Citation du 1er juin 2006

Il n'existe que trois êtres respectables: le prêtre, le guerrier, le poète. Savoir, tuer et créer.

Charles Baudelaire

Comparons cette énumération avec les trois ordres reconnus par Georges Dumézil comme étant propres à la civilisation indo-européenne : le prêtre, le chevalier et le paysan. Baudelaire ignore ce dernier, qui est un nourrisseur, et ajoute le poète qui est le créateur. Le prêtre est ici plutôt un clerc, car sa fonction n’est pas l’oraison mais le savoir ; quant au guerrier il est un tueur plutôt qu’un brave animé par l’idéal de la chevalerie.
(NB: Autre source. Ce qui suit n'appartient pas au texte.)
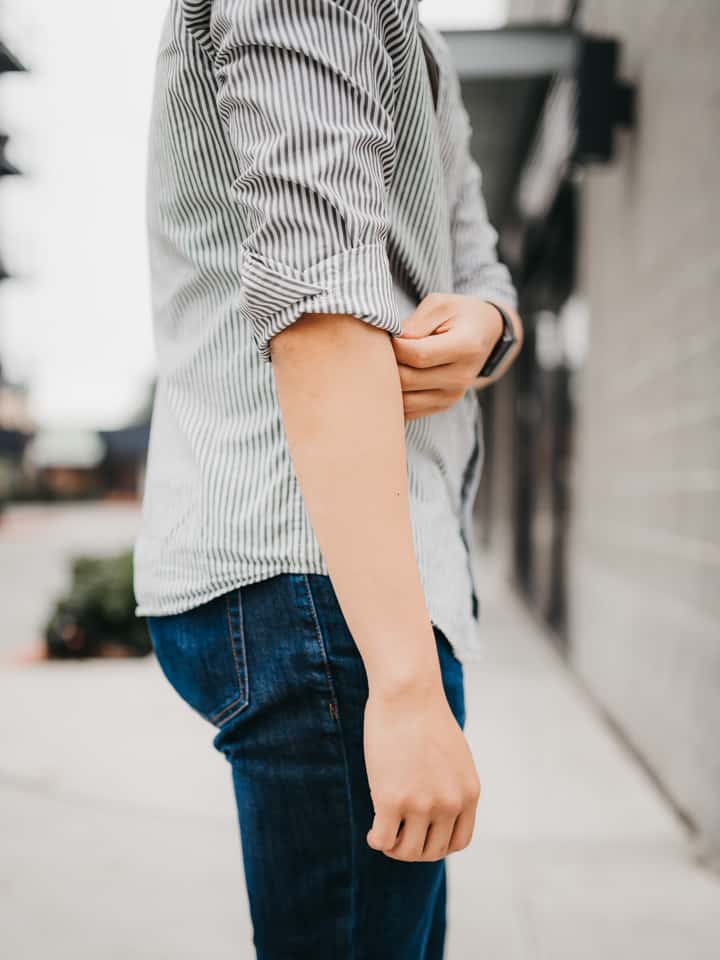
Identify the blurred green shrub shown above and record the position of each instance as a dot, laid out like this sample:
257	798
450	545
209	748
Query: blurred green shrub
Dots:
96	617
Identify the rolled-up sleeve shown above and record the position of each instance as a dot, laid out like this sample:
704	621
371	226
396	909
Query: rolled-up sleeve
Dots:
306	96
476	268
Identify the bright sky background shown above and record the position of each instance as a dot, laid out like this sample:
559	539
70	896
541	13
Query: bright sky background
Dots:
75	319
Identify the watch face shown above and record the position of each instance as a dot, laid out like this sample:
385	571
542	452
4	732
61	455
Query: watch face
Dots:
507	339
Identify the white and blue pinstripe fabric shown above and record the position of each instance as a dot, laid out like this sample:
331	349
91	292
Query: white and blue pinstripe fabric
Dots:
298	163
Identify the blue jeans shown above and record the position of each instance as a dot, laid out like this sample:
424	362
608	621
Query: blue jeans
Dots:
273	666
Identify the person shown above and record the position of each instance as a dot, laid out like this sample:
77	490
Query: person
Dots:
328	301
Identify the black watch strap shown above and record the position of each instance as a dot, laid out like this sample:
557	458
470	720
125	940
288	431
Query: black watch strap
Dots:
505	342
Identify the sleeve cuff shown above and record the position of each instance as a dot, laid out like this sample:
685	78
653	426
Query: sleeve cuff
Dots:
357	282
500	289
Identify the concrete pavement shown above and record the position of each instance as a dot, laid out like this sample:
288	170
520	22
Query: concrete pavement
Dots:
118	835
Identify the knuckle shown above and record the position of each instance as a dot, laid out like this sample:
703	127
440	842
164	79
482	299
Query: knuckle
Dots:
449	804
473	792
421	805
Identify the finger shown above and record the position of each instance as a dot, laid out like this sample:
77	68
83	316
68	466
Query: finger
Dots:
411	841
384	831
438	838
425	352
428	315
463	830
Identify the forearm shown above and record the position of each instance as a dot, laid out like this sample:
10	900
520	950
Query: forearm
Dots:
341	402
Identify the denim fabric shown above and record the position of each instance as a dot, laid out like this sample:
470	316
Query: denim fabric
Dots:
273	666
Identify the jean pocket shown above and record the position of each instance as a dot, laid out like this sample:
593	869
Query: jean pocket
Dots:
202	654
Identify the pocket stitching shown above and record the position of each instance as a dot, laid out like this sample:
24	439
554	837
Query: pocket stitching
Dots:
239	703
321	643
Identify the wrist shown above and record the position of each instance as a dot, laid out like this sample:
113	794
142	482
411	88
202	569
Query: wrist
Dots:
404	672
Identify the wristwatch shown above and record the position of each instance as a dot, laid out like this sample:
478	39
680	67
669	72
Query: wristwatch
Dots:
506	341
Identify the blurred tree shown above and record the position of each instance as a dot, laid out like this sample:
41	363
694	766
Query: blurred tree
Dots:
97	615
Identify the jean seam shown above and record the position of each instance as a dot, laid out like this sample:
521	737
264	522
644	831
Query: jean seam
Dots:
338	723
239	703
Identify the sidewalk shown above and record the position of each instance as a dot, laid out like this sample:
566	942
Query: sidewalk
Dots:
118	834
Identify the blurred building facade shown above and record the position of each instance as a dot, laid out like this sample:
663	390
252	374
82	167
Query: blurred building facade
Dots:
603	481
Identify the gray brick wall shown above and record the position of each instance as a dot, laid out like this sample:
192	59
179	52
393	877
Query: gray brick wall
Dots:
645	559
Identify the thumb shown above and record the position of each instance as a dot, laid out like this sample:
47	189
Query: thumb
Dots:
425	319
383	833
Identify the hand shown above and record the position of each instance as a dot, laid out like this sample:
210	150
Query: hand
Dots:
441	350
422	777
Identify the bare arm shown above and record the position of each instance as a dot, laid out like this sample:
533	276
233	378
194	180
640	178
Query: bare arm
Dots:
340	396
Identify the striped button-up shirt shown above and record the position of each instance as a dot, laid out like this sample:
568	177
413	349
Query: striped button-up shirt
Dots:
305	156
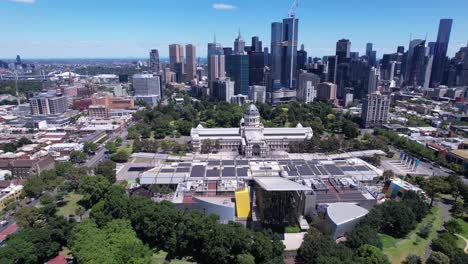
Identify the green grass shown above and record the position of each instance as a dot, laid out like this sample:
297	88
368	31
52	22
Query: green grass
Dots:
71	203
398	249
464	226
160	256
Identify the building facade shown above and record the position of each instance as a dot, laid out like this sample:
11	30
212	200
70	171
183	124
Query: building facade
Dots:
375	110
251	139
Ces décalages montrent dans quel univers se meut la pensée de Baudelaire : celui des paroxysmes, où l’effroi de la mort accompagne les spasmes de la création ; quant au savoir il ne peut sans doute plus être la médiation entre l’homme et le monde. C’est cela qui frappe : ce qui importe ici, ce n’est pas l’énumération, ni la juxtaposition, mais l’intrication de ces éléments constitutifs d’un monde en totale mutation, puisque la naissance et la mort suffiraient presque à la définir. A opposer donc à la stabilité des ordres indo-européens.

Mais dans ce monde, « il n’existe que trois être respectables », ce qui inclut le tueur et qui exclut le monarque tout puissant. Voilà qui ajoute la touche romantique à la sèche énumération qu’on vient d’évoquer : en effet, plus de gouverneur, plus de rois, mais seulement des forces qui font surgir et disparaître comme autant de décors de théâtre les civilisations, les peuples, les sociétés. « Je suis une force qui va » dit Hernani, et on devine que pour Victor Hugo comme pour Baudelaire le bouleversement l’emporte sur l’ordre établi, que les destructions sont plus perceptibles que le surgissement de structures nouvelles.

Alors, à ce compte, que vient faire le savoir ici ? A quoi bon une science de l’ancien dans un monde nouveau ? Mais n’oublions pas qu’il s’agit du prêtre, le savoir est celui de la volonté divine, qui nous échappe et qui nous ridiculise au moment où nous croyons être les plus forts. Et cette volonté s’appelle destin.